Cependant, elle peut prendre un autre visage avec l’arrivée d’un certain environnement numérique sur le marché du travail. S’il est vrai que les offres d’emploi sur Internet fleurissent, s’en servir pour élaborer des référentiels d’emploi et de compétences peut s’avérer dangereux.

Oui, il y a un marché numérique du travail.

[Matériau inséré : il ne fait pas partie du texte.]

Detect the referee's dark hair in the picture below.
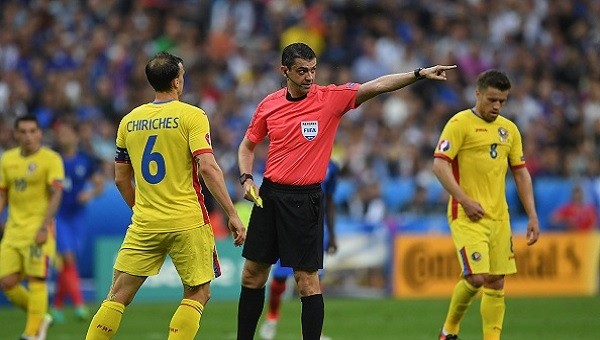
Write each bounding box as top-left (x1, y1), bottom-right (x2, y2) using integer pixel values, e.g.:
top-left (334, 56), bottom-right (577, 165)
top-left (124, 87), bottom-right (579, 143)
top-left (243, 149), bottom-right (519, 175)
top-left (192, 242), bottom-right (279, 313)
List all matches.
top-left (476, 69), bottom-right (511, 92)
top-left (145, 51), bottom-right (184, 93)
top-left (281, 43), bottom-right (316, 69)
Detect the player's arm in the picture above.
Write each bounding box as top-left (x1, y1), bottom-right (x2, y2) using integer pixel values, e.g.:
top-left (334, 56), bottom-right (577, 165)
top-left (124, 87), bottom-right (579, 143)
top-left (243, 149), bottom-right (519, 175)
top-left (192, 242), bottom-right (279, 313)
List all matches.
top-left (512, 166), bottom-right (540, 245)
top-left (432, 157), bottom-right (484, 221)
top-left (355, 65), bottom-right (457, 106)
top-left (196, 152), bottom-right (246, 246)
top-left (36, 184), bottom-right (62, 245)
top-left (114, 162), bottom-right (135, 208)
top-left (0, 188), bottom-right (6, 233)
top-left (0, 188), bottom-right (6, 216)
top-left (78, 171), bottom-right (105, 204)
top-left (238, 136), bottom-right (259, 202)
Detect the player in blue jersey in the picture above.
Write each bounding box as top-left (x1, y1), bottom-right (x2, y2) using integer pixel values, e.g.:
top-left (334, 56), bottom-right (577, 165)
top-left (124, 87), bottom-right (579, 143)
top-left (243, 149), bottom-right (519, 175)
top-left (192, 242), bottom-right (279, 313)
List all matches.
top-left (51, 120), bottom-right (104, 323)
top-left (258, 160), bottom-right (339, 340)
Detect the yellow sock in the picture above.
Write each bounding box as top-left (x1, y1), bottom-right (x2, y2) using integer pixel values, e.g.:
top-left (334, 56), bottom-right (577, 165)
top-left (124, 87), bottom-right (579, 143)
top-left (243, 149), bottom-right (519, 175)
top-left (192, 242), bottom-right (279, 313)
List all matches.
top-left (481, 287), bottom-right (505, 340)
top-left (24, 281), bottom-right (47, 337)
top-left (168, 299), bottom-right (204, 339)
top-left (443, 279), bottom-right (480, 335)
top-left (86, 300), bottom-right (125, 340)
top-left (4, 284), bottom-right (29, 311)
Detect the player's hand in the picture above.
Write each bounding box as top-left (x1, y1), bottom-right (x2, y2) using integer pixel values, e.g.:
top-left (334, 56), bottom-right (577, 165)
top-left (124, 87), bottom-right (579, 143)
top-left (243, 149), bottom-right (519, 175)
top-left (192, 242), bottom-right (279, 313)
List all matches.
top-left (460, 198), bottom-right (485, 222)
top-left (326, 239), bottom-right (338, 255)
top-left (526, 218), bottom-right (540, 246)
top-left (421, 65), bottom-right (458, 81)
top-left (35, 227), bottom-right (49, 246)
top-left (228, 216), bottom-right (246, 247)
top-left (77, 191), bottom-right (94, 204)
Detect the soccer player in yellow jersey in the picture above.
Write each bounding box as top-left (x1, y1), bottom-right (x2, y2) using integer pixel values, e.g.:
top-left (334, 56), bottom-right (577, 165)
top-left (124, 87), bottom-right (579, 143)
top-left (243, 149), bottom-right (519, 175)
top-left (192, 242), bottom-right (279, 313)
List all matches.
top-left (433, 70), bottom-right (540, 340)
top-left (0, 115), bottom-right (64, 340)
top-left (85, 52), bottom-right (246, 340)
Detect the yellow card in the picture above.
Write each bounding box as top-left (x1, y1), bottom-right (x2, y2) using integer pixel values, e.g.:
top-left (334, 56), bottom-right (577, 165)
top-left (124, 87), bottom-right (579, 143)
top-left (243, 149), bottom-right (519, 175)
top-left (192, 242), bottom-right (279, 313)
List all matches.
top-left (250, 186), bottom-right (263, 208)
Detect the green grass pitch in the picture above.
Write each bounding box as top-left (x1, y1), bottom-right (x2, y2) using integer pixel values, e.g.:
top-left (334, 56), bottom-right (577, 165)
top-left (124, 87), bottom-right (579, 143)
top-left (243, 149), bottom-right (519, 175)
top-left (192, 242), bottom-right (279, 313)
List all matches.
top-left (1, 296), bottom-right (599, 339)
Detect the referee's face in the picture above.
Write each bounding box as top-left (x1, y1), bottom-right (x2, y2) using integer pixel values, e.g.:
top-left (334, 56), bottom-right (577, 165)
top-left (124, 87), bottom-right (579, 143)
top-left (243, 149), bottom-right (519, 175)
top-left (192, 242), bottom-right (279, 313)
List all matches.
top-left (284, 58), bottom-right (316, 97)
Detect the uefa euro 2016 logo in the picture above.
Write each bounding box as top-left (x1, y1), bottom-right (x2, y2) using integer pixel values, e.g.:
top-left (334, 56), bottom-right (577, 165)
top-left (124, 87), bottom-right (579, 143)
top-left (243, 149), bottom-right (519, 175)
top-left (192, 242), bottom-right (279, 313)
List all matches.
top-left (301, 121), bottom-right (318, 141)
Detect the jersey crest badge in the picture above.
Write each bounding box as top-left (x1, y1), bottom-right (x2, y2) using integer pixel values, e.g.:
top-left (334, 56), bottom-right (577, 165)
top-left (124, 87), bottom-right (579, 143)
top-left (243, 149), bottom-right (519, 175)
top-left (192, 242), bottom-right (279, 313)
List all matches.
top-left (27, 162), bottom-right (37, 174)
top-left (498, 127), bottom-right (508, 142)
top-left (301, 121), bottom-right (318, 141)
top-left (437, 139), bottom-right (450, 152)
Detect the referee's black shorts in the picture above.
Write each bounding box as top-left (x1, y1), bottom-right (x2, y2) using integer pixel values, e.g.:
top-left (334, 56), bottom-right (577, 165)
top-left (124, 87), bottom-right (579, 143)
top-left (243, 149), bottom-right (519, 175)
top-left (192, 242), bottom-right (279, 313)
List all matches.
top-left (242, 178), bottom-right (324, 271)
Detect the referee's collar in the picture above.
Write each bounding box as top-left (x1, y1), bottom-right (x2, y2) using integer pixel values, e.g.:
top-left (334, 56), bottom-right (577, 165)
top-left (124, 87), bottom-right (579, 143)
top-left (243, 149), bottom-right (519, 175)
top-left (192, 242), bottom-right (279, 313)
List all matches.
top-left (286, 90), bottom-right (307, 102)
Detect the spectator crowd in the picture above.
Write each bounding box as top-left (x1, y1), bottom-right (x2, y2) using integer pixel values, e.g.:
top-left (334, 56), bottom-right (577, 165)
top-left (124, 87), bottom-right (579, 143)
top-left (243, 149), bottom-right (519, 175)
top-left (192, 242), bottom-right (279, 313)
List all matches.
top-left (1, 0), bottom-right (599, 226)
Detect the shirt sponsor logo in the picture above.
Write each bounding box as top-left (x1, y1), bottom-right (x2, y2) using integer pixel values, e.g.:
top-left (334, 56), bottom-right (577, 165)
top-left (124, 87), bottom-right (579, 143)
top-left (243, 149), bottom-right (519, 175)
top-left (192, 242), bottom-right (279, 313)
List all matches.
top-left (301, 121), bottom-right (318, 141)
top-left (437, 139), bottom-right (450, 152)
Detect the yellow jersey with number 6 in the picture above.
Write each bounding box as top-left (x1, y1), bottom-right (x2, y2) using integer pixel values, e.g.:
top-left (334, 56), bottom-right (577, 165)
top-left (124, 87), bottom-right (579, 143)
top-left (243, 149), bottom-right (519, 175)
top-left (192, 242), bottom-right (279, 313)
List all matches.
top-left (433, 109), bottom-right (526, 222)
top-left (115, 100), bottom-right (213, 232)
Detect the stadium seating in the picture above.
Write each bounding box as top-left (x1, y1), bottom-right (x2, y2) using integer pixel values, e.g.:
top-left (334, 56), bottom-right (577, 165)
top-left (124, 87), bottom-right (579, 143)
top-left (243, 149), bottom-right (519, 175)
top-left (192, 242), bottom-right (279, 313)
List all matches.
top-left (381, 178), bottom-right (416, 212)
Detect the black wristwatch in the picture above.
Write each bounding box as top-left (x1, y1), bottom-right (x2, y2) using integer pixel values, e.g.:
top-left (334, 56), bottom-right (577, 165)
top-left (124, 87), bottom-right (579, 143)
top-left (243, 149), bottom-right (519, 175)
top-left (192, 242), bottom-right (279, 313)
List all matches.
top-left (239, 173), bottom-right (253, 186)
top-left (414, 67), bottom-right (424, 80)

Lorsque Antoine Jouteau, le patron triomphant du « Bon Coin.fr » annonce qu’il est un acteur indispensable sur le marché du travail puisqu’il met en ligne plus de 250 000 annonces et qu’il y a 2,6 millions de visiteur·euses par mois, uniquement sur l’onglet emploi du site de brocante. Il a fait dire à Nicolas Sarkozy, ancien président, « c’est surprenant qu’il y ait autant d’emplois non satisfaits dans un pays qui compte 6 millions de chômeurs ». Ben voyons ! « Un utilisateur sur dix du Bon Coin va sur l’onglet Emploi », renchérit le directeur général.

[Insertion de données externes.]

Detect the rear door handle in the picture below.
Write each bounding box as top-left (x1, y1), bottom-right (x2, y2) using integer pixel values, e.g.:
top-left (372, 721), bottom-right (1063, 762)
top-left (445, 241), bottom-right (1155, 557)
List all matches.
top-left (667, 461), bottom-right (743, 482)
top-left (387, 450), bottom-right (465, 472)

Le Bon Coin est devenu le deuxième site de publication d’offres d’emploi en France, juste derrière Pôle Emploi !

Pas étonnant après que la loi de 2005 sur « la cohésion sociale » ait mis fin au monopole de placement de l’ANPE. Sauf que les offres ne sont pas validées, comme dans le Service Public pour l’Emploi, par un·e agent·e qui vérifie que les annonces ne sont ni discriminatoires, ni sexistes.

Les dérives sont possibles [1] et une rapide visite sur le site permet de constater, si ce n’est des « offres bidons », pour le moins des annonces qui ne correspondent pas aux requêtes effectuées. On retrouve donc massivement dans ces annonces les « soft-skills », c’est-à-dire le soi-disant « savoir être » et les bons comportements à tenir…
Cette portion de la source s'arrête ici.